Suppose I have this object in my DAL (ORM etc)
public class Student
{
public string Name {get;set;}
public string Address {get;set;}
public string Phone {get;set;}
public Parent Parent {get;set;}
}
public class Parent
{
public string Name {get;set;}
public string Address {get;set;}
public string Phone {get;set;}
}
And I have a ViewModel that looks like this
public class StudentDetailVM
{
public string Name {get;set;}
public string Address {get;set;}
public string Phone {get;set;}
public string ParentName {get;set;}
public string ParentPhone {get;set;}
}
In that case I need to flatten the objects. I can do this with a tool like Automapper, ValueInjector, or I could do it manually. This is tedious work if there are many such classes to handle, but there appears to be a performance / developer efficiency tradeoff between all three approaches.
I'm looking for guidance on when to use Automapper vs Valueinjector vs a manual mapping. I'm sure manual mapping is the fastest one, but by how much?
Are some scenarios much slower/faster than others (e.g. flattening, etc)?
Would it make sense to do a hybrid approach to mapping objects between layers?

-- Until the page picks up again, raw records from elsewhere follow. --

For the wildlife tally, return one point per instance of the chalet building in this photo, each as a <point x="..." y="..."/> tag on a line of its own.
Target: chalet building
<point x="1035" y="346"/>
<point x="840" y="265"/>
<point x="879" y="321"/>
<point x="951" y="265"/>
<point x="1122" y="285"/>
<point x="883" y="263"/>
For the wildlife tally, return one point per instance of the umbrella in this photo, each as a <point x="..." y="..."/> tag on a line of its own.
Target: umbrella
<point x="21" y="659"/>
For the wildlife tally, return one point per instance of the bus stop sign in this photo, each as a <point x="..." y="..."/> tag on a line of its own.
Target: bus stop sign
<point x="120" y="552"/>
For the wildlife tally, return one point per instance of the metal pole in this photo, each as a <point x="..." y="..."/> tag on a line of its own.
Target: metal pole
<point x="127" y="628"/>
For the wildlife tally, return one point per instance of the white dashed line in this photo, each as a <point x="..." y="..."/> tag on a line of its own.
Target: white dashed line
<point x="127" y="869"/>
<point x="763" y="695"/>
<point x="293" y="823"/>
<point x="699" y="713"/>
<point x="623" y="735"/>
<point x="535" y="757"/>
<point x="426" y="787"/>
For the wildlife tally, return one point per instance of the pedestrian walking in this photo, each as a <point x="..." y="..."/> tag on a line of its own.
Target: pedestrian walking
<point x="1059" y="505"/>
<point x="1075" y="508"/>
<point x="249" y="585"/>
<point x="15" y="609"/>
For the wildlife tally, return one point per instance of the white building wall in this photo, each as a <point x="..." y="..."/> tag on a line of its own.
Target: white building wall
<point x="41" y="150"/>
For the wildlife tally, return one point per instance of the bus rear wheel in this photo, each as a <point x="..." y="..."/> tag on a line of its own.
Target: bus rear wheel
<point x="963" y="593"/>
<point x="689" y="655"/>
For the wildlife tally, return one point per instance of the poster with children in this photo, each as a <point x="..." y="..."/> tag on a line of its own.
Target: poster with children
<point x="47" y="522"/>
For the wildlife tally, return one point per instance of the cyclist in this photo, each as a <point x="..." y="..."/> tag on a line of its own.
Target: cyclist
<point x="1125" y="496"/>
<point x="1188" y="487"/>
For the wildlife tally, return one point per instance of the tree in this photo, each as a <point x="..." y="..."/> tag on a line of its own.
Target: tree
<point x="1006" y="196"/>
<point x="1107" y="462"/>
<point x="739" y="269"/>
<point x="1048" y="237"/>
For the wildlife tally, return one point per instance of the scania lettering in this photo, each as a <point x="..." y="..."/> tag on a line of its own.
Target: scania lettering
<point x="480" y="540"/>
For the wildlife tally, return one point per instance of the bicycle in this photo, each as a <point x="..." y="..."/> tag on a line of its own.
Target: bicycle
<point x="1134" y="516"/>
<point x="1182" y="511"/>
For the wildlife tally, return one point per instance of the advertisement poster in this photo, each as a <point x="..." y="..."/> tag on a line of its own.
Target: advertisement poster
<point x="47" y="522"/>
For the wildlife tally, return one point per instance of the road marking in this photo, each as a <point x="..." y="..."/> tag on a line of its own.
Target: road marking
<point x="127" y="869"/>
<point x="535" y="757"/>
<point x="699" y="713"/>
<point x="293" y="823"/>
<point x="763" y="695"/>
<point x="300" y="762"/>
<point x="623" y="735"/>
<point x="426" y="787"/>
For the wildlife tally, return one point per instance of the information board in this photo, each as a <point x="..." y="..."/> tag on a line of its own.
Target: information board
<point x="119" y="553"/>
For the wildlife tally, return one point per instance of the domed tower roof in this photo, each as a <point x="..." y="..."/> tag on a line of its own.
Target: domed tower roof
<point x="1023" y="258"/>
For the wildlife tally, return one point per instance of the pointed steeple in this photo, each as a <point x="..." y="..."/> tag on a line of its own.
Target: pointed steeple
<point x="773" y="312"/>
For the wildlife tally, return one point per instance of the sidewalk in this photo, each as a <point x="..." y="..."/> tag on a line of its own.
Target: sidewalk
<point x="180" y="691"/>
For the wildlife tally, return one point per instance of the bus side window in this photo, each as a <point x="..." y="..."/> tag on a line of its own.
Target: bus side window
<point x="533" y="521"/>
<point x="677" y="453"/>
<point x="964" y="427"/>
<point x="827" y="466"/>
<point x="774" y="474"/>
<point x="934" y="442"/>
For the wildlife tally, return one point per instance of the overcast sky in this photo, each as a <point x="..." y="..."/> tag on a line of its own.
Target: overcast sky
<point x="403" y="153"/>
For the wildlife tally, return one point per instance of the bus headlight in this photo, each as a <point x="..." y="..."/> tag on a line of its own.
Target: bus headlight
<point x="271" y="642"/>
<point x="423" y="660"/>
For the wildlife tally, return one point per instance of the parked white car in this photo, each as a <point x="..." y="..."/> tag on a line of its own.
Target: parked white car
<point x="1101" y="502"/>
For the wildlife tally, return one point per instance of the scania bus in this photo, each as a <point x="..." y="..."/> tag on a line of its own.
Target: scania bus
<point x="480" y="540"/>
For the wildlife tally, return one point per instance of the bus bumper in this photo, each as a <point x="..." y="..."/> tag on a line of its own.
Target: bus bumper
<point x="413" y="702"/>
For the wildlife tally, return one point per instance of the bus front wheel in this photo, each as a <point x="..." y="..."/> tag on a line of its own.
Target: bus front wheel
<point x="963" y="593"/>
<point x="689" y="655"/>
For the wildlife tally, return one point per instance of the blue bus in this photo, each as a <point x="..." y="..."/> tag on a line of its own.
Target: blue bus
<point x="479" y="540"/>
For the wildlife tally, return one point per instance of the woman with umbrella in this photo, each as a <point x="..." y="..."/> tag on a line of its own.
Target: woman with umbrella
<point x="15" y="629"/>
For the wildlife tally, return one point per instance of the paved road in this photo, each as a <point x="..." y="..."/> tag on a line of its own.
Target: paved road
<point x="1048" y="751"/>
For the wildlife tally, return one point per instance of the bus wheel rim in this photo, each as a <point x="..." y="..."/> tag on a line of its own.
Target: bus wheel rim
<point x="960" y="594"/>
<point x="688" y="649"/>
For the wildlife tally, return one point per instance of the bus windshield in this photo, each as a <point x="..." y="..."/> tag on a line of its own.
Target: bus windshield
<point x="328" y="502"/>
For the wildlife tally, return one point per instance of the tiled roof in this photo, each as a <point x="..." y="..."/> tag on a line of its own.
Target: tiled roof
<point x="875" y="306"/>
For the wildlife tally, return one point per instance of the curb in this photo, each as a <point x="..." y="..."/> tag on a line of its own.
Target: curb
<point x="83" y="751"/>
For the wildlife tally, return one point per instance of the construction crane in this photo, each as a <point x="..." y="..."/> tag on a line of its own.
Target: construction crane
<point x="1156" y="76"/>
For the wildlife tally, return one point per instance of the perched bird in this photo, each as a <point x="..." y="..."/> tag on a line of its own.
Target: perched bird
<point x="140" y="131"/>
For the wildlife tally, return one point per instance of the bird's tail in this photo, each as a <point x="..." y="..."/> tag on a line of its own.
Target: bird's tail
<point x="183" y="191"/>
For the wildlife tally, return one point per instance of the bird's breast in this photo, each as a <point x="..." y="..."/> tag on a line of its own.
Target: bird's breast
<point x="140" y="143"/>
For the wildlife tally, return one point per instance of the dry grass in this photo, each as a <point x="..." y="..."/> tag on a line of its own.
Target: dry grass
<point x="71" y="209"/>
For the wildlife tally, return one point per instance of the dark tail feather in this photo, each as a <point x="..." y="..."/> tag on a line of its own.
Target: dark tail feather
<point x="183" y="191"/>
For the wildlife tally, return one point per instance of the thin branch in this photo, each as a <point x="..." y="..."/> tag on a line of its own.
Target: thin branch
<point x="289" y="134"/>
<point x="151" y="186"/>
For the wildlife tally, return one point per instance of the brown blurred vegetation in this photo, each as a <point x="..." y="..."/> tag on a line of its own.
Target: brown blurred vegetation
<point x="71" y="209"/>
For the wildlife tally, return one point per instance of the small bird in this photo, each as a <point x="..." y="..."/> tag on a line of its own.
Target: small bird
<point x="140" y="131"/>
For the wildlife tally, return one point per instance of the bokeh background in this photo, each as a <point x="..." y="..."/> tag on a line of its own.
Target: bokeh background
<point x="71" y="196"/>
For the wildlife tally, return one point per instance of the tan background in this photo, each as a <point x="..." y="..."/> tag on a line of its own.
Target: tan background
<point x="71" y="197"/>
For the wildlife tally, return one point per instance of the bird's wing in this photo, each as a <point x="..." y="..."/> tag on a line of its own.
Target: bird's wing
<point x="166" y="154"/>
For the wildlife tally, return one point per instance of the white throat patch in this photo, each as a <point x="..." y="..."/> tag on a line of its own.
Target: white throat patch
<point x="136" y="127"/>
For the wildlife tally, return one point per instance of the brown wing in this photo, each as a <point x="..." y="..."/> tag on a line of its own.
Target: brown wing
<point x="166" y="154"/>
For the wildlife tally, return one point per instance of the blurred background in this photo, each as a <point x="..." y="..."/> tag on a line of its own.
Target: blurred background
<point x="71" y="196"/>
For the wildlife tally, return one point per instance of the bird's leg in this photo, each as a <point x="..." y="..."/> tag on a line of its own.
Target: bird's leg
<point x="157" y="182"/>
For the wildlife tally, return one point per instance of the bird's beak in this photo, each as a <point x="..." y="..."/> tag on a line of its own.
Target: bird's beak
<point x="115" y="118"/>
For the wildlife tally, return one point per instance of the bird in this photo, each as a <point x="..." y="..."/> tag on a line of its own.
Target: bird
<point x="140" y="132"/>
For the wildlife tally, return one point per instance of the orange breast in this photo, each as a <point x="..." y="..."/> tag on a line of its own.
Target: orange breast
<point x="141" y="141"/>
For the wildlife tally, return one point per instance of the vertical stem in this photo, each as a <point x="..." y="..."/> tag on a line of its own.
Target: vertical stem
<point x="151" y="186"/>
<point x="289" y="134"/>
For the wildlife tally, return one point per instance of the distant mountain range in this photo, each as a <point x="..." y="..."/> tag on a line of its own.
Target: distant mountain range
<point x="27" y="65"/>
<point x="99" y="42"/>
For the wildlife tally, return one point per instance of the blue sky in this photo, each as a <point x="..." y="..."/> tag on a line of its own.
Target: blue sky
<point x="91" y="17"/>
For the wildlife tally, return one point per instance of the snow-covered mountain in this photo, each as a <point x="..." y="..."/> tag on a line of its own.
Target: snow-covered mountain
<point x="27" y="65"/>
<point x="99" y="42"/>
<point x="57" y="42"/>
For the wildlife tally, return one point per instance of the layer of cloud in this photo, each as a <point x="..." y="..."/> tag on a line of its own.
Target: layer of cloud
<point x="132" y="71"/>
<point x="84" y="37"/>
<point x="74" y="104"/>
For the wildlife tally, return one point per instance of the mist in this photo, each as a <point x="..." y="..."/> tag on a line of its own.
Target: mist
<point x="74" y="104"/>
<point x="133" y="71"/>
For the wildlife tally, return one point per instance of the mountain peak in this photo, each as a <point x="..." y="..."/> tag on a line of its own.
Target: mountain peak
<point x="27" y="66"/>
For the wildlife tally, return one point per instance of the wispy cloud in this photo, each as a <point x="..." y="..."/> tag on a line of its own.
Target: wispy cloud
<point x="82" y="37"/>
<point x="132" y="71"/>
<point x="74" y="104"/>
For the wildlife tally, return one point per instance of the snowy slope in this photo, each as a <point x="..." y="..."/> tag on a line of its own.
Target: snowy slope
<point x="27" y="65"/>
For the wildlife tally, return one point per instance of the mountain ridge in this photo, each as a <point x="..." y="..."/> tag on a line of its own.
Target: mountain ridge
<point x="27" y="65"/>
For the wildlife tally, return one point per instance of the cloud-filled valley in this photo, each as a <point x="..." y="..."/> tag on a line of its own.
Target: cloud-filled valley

The reason I ask is because a Codeplex project called emitmapper was created to address performance issues in automapper, and I remember seeing a comment that said automapper may take up to .5ms to map a large class. (reference needed)
I also remember seeing an article that describes how users have a higher chance of staying on your site if it loads within 70ms, as opposed to 90ms or more. (I'm looking for this link too). If automapper is consuming most of my page-load time, combined with network latency, then I see potential to not use automapper and create manual classes for my high volume pages and stick with a hybrid approach.
Bottom line: I would run the tests myself, but I don't know enough about .NET internals to create accurate results that can be used as a reusable guideline.
Bottom line: I would run the tests myself, but I don't know enough about .NET internals to create accurate results that can be used as a reusable guideline.
You don't need to know .NET internals. You just need to know what your performance requirements are and what your typical usage is going to look like. Profile the code under a typical usage scenario in the all the variety of ways, and choose that which meets your performance requirements and is easiest to maintain (i.e., don't necessarily choose the most performant; there are other criteria).